The Third Time Charm Of AMD’s Instinct GPU

The great thing about the Cambrian explosion in compute that has been forced by the end of Dennard scaling of clock frequencies and Moore’s Law lowering in the cost of transistors is not only that we are getting an increasing diversity of highly tuned compute engines and broadening SKU stacks across those engines, but also that we are getting many different interpretations of the CPU, GPU, DPU, and FPGA themes. There is enough commonality across these device families that some modicum of compatibility is possible, but one could argue that cloning and copying devices is not only not necessary, but undesirable.

And that means the chances for the co-design of harware and software are increasing just as we need it most. Our very different software horses are getting very different hardware courses in which to run.

It is into this ever-diversifying compute world that AMD is putting out the best CPUs and GPUs it has ever designed for the datacenter, and is also bringing to bear the FPGAs and DPUs that it got through its acquisitions of Xilinx and Pensando. And the competition that AMD is compelling is creating a positive feedback loop of innovation in the adjacent Arm and RISC-V CPU markets and accelerators based on the RISC-V architecture.

We think, in fact, that the pace of innovation in the Instinct GPUs in particular is happening even faster than AMD and its initial customers had anticipated. For instance, we are fairly certain that Lawrence Livermore National Laboratory, which is the flagship customer for the APU variant of the MI300 series GPUs known as the MI300A, fully expected to have a server node in its “El Capitan” system that was based on the same fundamental architecture as the “Frontier” supercomputer – one AMD Epyc CPU with four Instinct GPUs attached to it coherently with Infinity Fabric links so the CPU and GPUs could all share their memories.

We know this because way back when, in March 2020 when AMD was awarded the CPU and GPU parts of the El Capitan system, Lawrence Livermore said this, and was in fact emphatic that unlike the Frontier system, which had a custom “Trento” Epyc CPU and a semicustom MI250X GPU (both upgraded to have coherency across Infinity Fabric), El Capitan would use off-the-shelf, discrete Epyc CPU and Instinct GPU components from AMD.

Like this, which shows the El Capitan compute nodes in a 1×4 configuration linked to the “Rabbit” distributed storage:

And yet, in the form it is being delivered later this year, El Capitan does not use standard AMD parts. Somewhere between then and now, a better deal came along because AMD got even better at making chiplets and integrating them in innovative – and affordable – ways.

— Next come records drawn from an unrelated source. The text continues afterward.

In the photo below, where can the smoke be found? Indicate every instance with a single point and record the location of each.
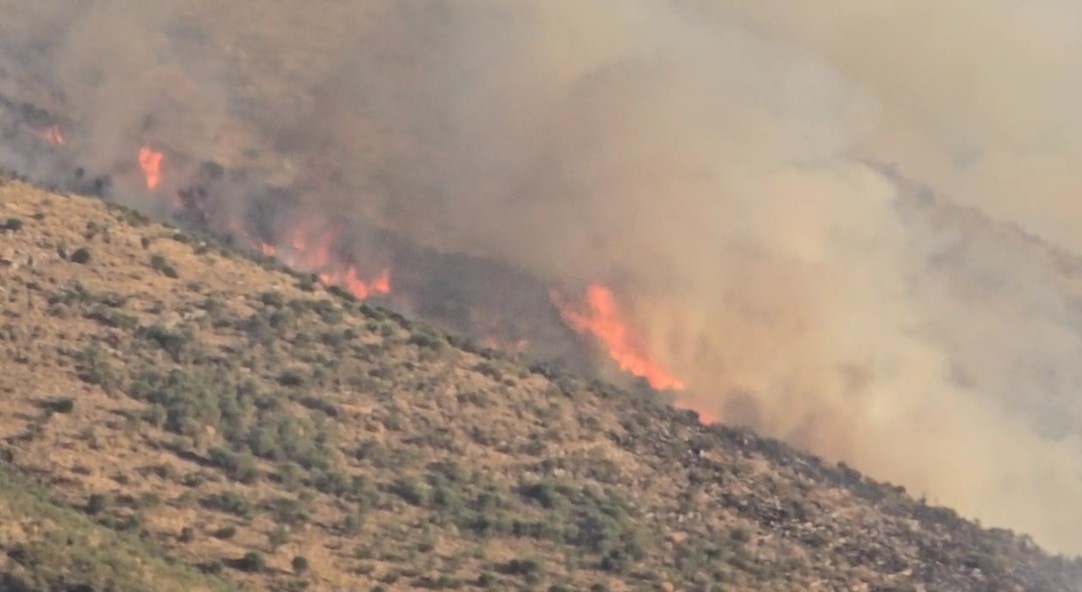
(712, 161)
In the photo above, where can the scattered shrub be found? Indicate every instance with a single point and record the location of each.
(80, 255)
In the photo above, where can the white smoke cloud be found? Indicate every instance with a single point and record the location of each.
(709, 158)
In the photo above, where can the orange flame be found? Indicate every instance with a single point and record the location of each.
(604, 321)
(150, 162)
(311, 251)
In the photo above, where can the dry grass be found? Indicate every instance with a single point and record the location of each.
(172, 394)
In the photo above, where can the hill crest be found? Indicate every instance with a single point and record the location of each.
(254, 429)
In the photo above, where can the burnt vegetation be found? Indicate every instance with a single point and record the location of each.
(226, 426)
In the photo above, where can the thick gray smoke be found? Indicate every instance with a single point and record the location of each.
(711, 160)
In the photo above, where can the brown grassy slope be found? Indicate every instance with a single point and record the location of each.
(237, 419)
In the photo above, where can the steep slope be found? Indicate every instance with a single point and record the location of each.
(242, 426)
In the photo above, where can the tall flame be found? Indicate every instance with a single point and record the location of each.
(150, 162)
(604, 320)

This deal, to be specific, looked like this:

The creation of the MI300A Accelerated Processing Unit for datacenter compute, by which AMD means a system on chip that includes both CPU and GPU processing with coherent shared memory across them, is the culmination of work that started out way back in 2006 with something called Project Fusion, which has resulted in some interesting desktop and laptop hybrids but not a true APU for the datacenter. The first datacenter APU to market, from AMD or anyone else unless you want to call an Nvidia “Grace” CPU and “Hopper” GPU hybrid an SoC instead of two tightly coupled discrete devices with their own memories – is with the El Capitan system. And as we long suspected, there is the MI300A APU variant of the MI300 series as well as a discrete, standalone GPU version, which we now know is called the MI300X thanks to its unveiling today at the company’s Data Center & AI Technology Premiere event in San Francisco.

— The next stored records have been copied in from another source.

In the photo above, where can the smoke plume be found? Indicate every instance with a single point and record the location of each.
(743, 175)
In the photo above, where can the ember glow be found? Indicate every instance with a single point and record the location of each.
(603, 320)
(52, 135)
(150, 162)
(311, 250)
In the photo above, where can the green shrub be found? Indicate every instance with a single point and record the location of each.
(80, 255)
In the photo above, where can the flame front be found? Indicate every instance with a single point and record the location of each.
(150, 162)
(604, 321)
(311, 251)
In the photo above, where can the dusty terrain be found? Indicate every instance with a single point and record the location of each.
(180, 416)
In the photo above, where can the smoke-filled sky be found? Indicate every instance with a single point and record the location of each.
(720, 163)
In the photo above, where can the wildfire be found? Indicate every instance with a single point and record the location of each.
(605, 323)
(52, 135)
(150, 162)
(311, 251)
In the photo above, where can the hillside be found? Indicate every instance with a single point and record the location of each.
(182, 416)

Clearly, reducing the latency between the CPU and the GPU and having fully shared identical memory as opposed to fully coherent discrete memory on each device was very appealing to Lawrence Livermore. And so, somewhere along the way, AMD’s APU dreams met Lawrence Livermore’s needs and we have the MI300A.

But having fixed ratios of CPU and GPU compute on a single device is not necessarily the best way to address the diverse needs of the market, as Intel has recently argued when it comes to AI training workloads in particular as it killed off its own XPU (Intel would rather die than use an AMD abbreviation for a technology) hybrid CPU-GPU datacenter compute device, previously and still known as “Falcon Shores,” but this time instead of being an XPU, Falcon Shores, due in 2025, is a GPU that will make use of the matrix math engines and Ethernet fabric interconnect of the “Gaudi” line of neural network processors, which will be discontinued after the Gaudi3 device comes to market sometime around the third quarter of next year.

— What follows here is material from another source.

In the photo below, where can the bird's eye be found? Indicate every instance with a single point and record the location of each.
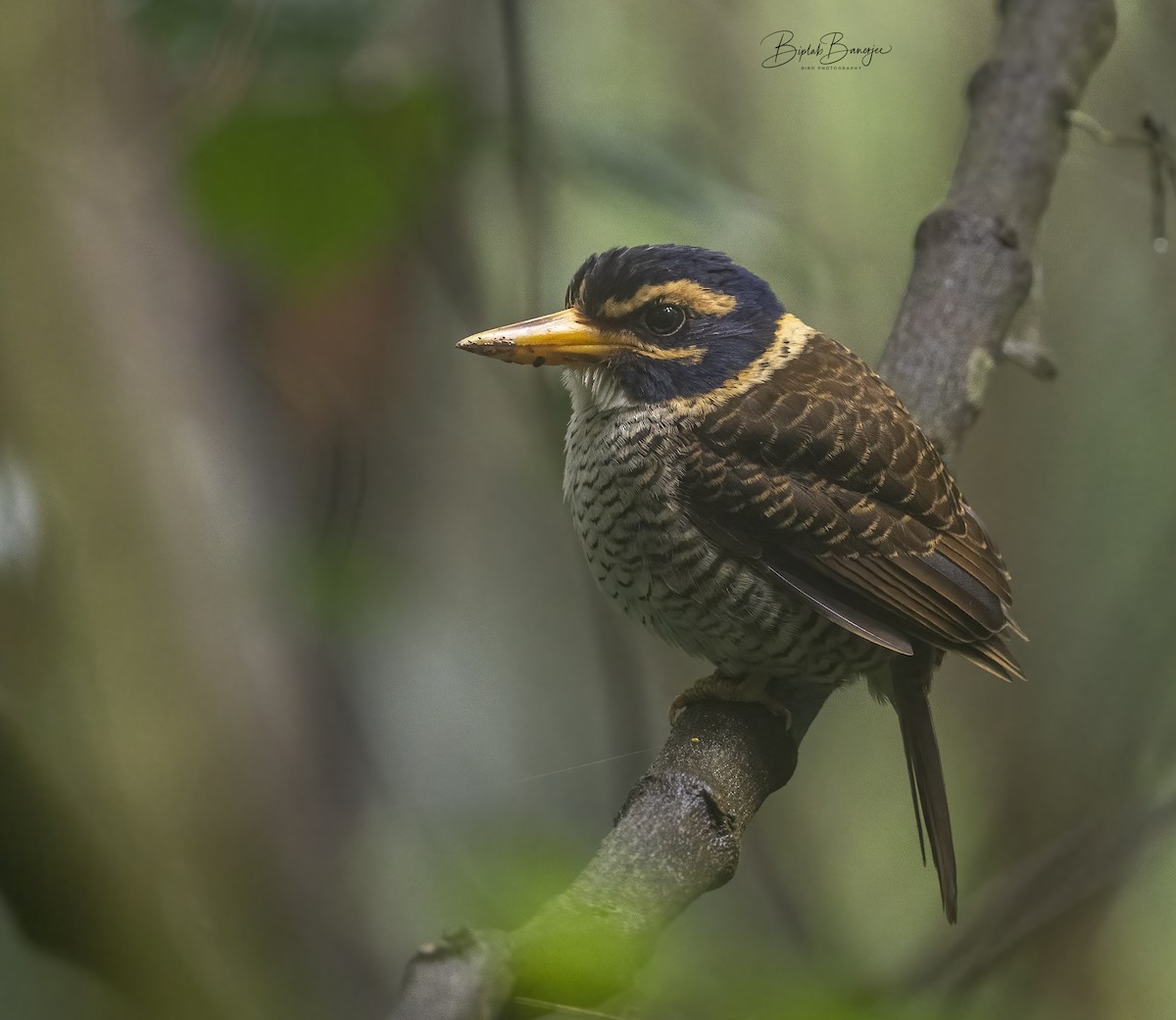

Whatever codename AMD is using for its third generation of Instinct GPUs, we don’t know it and no one else does, either. So we have codenamed it “Antares,” which is consistent with the star codenames that AMD used for the first and second generations, “Arcturus” and “Aldebaran” to be specific. All are bright stars in the sky that begin with A. Why not? We need synonyms.

Here is the reveal on the Instinct MI300A:

There is not much new here except that there is not a deliberate obfuscation of the CPU cores as happened back in January this year:

Which sent us down a weird rathole thinking there was an I/O die in the center of two 16-core Genoa chiplets with a quarter of their cores inactive. The new die shot above, which we zoom in one below, clearly shows three 8-core Genoa chiplets:

So that ends that mystery.

Here is the reveal on the MI300X GPU accelerator, which is a discrete device that is completely comprised of GPU chiplets for compute:

To make the MI300X, you pop off the three Genoa eight-core chiplets and you plunk down eight Antares GPU chiplets to fill out the socket. The two MI300 packages have eight HBM3 stacks at 32 GB each (eight high at 4 GB a pop is our guess), which means the devices can in theory max out at 256 GB of HBM3 memory. It looks like six of the eight stacks, for a total of 192 GB of capacity, are active on the MI300X, while only four of the eight stacks, for a total of 128 GB of capacity, are active on the MI300A. It could be that the MI300A has eight four-high stacks for half capacity for full bandwidth at a certain thermal point. So Lawrence Livermore is perhaps sacrificing some GPU compute capacity on a converged device as well as HBM3 memory capacity to integrate those Genoa cores directly on the MI300A GPU accelerator, but maybe getting full bandwidth. We shall see.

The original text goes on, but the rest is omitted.